Show that for \(K=2\) class classification, only one tree needs to be grown at each gradient-boosting iteration.

Soln. 10.10

For classification the loss function (for a single training sample) is the multinomial deviance

\[\begin{eqnarray} L(y, p(x)) &=& -\sum_{k=1}^K\bb{1}(y=G_k)\log p_k(x)\non\\ &=&-\sum_{k=1}^K\bb{1}(y=G_k)f_k(x) +\log\left(\sum_{l=1}^Ke^{f_l(x)}\right),\non \end{eqnarray}\]

where

\[\begin{equation} p_k(x) = \frac{e^{f_k(x)}}{\sum_{l=1}^Ke^{f_l(x)}}.\non \end{equation}\]

Then \(K\) least square trees are constructed at each iteration, with each tree is fit to its respective negative gradient

\[\begin{equation} \bb{1}(y=G_k) - p_k(x) \text{ for } k=1,...,K.\non \end{equation}\]
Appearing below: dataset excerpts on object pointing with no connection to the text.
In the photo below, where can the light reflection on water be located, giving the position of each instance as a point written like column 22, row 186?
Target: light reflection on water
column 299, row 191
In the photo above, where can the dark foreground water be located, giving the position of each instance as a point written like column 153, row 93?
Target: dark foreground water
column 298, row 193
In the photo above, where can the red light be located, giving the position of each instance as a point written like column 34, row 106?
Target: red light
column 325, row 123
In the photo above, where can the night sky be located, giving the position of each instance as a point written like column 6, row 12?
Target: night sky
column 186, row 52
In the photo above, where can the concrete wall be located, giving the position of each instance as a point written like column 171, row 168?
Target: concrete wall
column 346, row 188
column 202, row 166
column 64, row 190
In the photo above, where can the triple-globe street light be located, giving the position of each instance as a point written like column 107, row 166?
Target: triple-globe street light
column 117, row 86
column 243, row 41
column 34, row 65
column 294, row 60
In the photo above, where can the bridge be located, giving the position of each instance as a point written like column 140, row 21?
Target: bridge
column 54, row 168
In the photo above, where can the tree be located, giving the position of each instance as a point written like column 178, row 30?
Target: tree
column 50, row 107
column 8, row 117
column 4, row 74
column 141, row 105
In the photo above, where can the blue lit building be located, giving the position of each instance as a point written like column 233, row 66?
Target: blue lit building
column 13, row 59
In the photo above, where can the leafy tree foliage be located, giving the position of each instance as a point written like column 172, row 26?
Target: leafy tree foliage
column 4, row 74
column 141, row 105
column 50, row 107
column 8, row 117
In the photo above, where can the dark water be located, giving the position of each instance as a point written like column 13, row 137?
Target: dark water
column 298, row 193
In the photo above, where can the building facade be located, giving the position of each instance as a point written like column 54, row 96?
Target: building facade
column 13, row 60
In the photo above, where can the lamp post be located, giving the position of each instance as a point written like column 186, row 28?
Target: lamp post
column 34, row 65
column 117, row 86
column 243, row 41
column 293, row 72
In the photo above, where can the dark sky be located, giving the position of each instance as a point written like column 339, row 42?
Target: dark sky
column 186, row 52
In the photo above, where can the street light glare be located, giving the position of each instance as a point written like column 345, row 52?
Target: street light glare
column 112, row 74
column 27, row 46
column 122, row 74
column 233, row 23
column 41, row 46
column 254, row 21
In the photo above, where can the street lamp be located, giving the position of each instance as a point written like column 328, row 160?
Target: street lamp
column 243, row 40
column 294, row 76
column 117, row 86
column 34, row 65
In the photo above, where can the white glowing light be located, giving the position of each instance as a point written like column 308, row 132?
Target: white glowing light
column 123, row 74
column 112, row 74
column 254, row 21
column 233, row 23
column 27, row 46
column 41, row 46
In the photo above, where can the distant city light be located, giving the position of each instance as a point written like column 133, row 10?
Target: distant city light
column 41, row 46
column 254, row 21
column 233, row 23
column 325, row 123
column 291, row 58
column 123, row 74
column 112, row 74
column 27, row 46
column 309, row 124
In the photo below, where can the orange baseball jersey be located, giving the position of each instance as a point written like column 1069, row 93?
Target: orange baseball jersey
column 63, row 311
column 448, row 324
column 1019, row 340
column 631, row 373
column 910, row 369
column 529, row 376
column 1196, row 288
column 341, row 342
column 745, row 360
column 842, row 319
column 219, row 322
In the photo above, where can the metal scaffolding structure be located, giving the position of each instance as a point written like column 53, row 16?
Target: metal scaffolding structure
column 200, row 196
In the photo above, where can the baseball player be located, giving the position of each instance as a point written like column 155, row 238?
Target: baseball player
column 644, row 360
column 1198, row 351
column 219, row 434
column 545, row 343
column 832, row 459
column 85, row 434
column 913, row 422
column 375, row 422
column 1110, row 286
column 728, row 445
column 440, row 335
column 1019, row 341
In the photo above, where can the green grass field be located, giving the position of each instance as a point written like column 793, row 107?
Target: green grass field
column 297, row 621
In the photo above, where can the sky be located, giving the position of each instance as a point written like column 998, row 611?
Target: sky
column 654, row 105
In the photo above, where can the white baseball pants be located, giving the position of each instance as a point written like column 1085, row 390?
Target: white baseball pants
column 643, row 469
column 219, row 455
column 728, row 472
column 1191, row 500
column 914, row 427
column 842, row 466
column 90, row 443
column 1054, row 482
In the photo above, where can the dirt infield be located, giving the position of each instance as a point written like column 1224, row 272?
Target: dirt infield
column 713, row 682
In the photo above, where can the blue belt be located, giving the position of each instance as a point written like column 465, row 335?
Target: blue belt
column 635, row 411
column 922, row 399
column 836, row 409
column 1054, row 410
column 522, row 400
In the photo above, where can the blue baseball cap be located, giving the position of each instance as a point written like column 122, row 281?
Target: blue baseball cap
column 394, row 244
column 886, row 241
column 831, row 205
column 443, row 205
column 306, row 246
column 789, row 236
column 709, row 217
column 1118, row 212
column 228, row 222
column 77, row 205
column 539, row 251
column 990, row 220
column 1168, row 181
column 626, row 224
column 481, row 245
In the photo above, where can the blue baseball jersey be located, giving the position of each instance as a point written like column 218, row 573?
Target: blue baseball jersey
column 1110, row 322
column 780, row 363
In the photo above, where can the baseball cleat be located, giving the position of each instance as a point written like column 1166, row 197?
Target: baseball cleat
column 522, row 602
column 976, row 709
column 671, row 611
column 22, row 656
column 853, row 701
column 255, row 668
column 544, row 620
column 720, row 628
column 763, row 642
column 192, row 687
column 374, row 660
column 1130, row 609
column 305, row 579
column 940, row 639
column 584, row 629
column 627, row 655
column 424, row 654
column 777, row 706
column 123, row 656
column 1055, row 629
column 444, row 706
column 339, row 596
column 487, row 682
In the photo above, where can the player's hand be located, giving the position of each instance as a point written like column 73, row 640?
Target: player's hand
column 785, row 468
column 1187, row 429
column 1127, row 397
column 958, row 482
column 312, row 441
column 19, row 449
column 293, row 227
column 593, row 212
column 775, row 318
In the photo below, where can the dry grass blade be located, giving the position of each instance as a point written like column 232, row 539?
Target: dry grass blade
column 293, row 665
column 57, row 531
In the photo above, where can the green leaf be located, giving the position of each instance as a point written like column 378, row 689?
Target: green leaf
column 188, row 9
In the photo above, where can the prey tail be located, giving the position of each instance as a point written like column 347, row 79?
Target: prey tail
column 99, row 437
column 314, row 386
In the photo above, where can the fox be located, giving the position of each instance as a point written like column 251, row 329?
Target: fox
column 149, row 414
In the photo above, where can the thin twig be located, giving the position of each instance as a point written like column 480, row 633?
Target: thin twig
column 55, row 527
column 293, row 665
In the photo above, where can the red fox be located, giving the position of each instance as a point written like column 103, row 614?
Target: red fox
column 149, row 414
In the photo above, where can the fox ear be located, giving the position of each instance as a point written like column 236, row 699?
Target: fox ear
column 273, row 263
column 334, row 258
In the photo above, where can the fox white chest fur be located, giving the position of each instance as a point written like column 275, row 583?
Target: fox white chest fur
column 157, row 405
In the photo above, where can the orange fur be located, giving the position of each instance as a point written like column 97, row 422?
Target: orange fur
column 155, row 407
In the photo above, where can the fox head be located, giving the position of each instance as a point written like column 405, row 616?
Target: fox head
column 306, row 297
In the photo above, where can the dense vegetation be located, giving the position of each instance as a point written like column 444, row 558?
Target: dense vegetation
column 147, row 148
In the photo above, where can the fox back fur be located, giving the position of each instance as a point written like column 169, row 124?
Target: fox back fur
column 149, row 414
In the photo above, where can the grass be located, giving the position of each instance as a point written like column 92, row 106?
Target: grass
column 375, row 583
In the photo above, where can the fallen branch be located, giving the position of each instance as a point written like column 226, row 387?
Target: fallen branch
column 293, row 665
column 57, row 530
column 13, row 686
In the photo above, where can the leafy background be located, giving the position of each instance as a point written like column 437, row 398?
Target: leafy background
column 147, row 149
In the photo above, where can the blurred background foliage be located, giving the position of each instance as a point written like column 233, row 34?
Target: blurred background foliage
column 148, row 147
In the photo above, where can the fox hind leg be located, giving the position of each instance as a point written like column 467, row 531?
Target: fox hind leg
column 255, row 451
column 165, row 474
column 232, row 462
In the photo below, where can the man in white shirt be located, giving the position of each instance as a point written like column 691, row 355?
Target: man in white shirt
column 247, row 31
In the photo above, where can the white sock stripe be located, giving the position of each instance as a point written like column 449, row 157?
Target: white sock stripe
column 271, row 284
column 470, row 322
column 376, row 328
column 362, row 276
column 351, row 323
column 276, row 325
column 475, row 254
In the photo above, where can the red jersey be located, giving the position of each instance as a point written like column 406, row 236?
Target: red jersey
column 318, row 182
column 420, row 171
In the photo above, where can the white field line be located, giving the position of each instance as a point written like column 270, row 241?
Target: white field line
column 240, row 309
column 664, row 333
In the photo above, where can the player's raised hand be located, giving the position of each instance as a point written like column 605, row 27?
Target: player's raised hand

When \(K=2\), we have \(p_1(x) + p_2(x) = 1\). When we build the first least square tree \(T_1\), it is fit to

\[\begin{equation} \bb{1}(y=G_1) - p_1(x),\non \end{equation}\]

which is the negative of the target of the second tree \(T_2\):

\[\begin{equation} \bb{1}(y=G_2) - p_2(x).\non \end{equation}\]

To see that, note

\[\begin{equation} \bb{1}(y=G_1) - p_1(x) = (1-\bb{1}(y=G_2)) - (1-p_2(x)) = -(\bb{1}(y=G_2) - p_2(x)).\non \end{equation}\]

Therefore, once we build \(T_1\), we can flip the sign and get \(T_2\).